Años más tarde y desde La Luciérnaga de Caracol, Gustavo Alvarez nos deparaba estupendas crónicas que solo ahora y después de tantos merecimientos derivados de su producción literaria, por el favor de Pablo Emilio en sus crónicas volvemos a disfrutar. Con Hansen Villamizar, quien en Pasto fungió como simpatizante del MRL, mientras en las tardes tomaba té con matronas siempre prestas a escuchar chismes y alagar los votos de castidad de los jesuitas, en Bogotá me reencontré en la Librería La Gran Colombia, cuando desde allí celebramos que el presidente Betancourt nombrara a Guillermo Puyana en la Embajada de China, y a Hansen en la dirección del Museo Nacional.

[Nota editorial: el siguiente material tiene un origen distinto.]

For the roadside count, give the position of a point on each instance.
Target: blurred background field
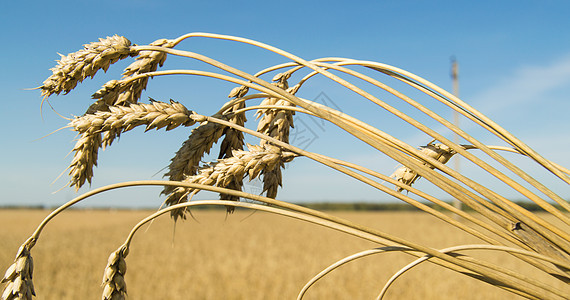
(246, 256)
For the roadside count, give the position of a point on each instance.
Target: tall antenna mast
(455, 79)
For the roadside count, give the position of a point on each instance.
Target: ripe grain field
(259, 256)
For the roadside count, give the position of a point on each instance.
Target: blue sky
(514, 66)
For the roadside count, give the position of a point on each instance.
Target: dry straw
(504, 226)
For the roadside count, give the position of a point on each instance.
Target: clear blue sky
(514, 66)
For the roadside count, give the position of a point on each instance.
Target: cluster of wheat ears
(500, 224)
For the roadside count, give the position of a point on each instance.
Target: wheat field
(246, 256)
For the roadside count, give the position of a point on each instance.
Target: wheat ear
(77, 66)
(275, 123)
(234, 140)
(118, 119)
(114, 286)
(221, 173)
(18, 277)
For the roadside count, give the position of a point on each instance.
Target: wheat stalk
(77, 66)
(439, 152)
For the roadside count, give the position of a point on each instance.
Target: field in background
(259, 256)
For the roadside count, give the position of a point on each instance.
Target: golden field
(246, 256)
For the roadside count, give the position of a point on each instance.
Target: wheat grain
(114, 286)
(77, 66)
(437, 151)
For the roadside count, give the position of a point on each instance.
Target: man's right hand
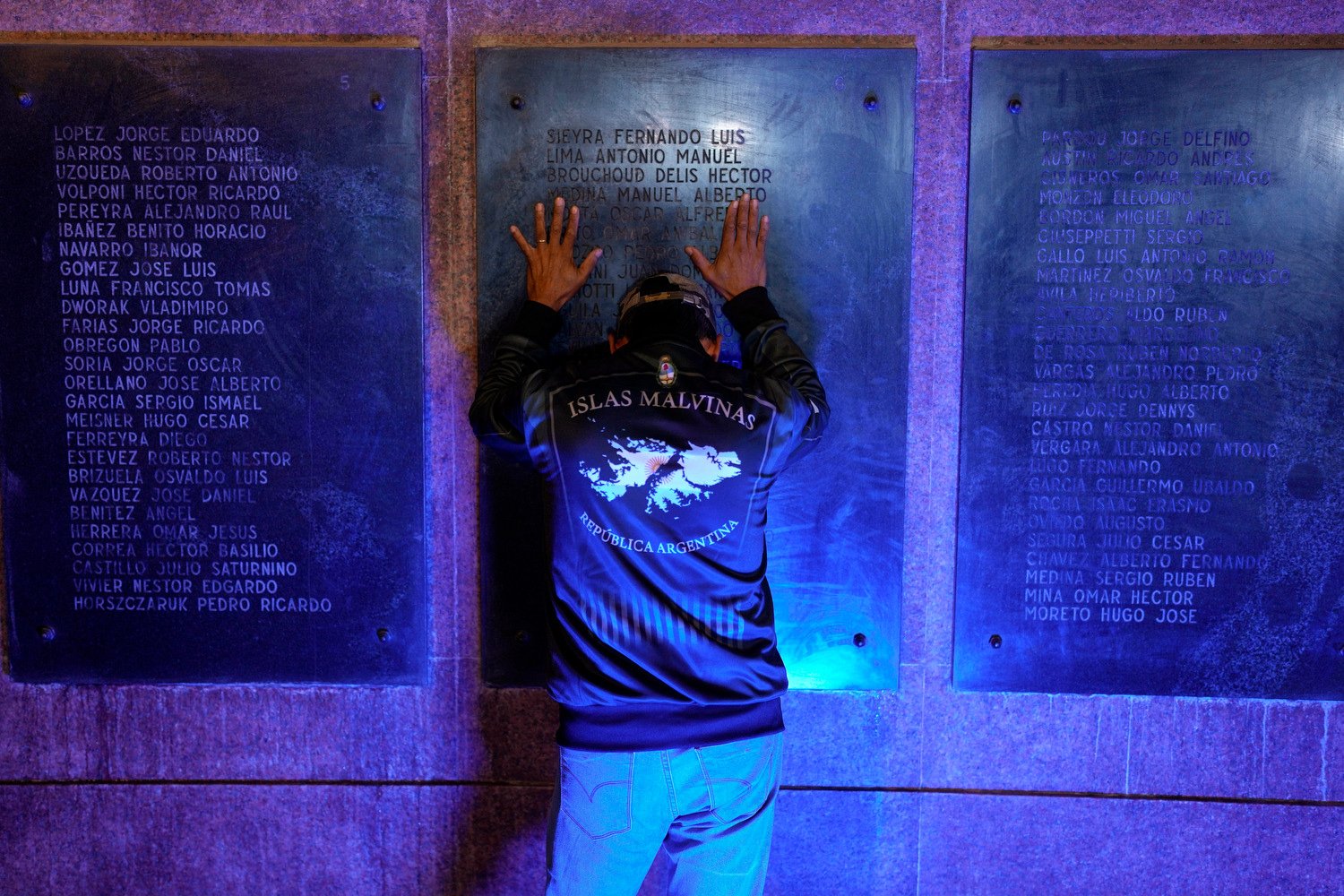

Esa tertulia también propició que volviera a deleitarme con la fina charla de Ricardo Sánchez, la siempre grata conversación y amistad de Lisandro Duque, las desfachateces y mala leche del poeta Harold Alvarado, o las presuntuosas y no menos ilustradas ocurrencias de Fabián Sanabria, para no mencionar a otros sobrevivientes de ese grupo, que si bien todos pertenecemos a la tercera o cuarta edad, ni de riesgo admitimos que seamos tan ancianos como se resigna Gustavo Alvarez.

Pablo Emilio me dijo que en los primeros días de noviembre proyecta realizar un conversatorio que incluye la presencia de ilustres personajes de la cultura, para quienes desde ya auguro todos los éxitos que desde luego merecen. Lástima que la actual maldición universal imponga aislamientos que nos privan de encuentros en tan gratas compañías.